During total and partial lunar eclipses, the moon covered in the Earth’s shadow glows red, sometimes only in pale colors. According to DWD, this is related to deflecting sunlight in the Earth’s atmosphere. According to a representative survey conducted by YouGov Opinion Research Institute, more than a third of people in Germany planned to witness at least phases of a lunar eclipse.

Overall work began at 5:29 a.m., just as Trabant had settled in as seen from central Germany, Melchert said. To the east you miss this scene, and in the far west you can observe the total stage for a short time.

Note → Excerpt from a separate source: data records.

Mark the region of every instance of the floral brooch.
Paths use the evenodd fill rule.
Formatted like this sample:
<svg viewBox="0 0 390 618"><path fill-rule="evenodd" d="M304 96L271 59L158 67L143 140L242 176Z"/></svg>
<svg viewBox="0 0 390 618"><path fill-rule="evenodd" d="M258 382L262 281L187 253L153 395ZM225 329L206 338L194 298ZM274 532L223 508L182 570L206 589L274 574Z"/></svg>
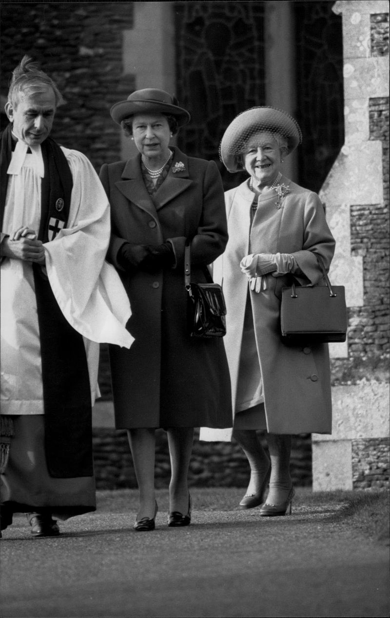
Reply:
<svg viewBox="0 0 390 618"><path fill-rule="evenodd" d="M283 183L283 184L281 185L276 185L275 187L274 187L274 189L275 190L275 191L276 191L277 193L277 201L276 202L276 208L281 208L282 202L283 201L283 198L285 197L285 195L287 195L287 193L290 193L290 188L288 188L288 187L287 187L286 185L284 184L284 183Z"/></svg>
<svg viewBox="0 0 390 618"><path fill-rule="evenodd" d="M172 167L172 172L176 174L176 172L184 172L186 166L182 161L178 161Z"/></svg>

The middle of the eclipse was reached at 6.12 AM, and the total phase ended just before 7 AM.

“A lunar eclipse describes the astronomical process by which the moon moves through shadow space on Earth,” says the DWD website in Offenbach. Such an event occurs only at the full moon and when the Sun, Earth and Moon are in exactly the same line of space. However, it does not happen automatically with every full moon. “The reason for this is that the Moon’s orbit around the Earth is tilted about five degrees compared to the Earth’s orbit around the Sun, where the Earth’s shadow is,” says DWD. Therefore, the full moon usually passes under the earth’s shadow or above it.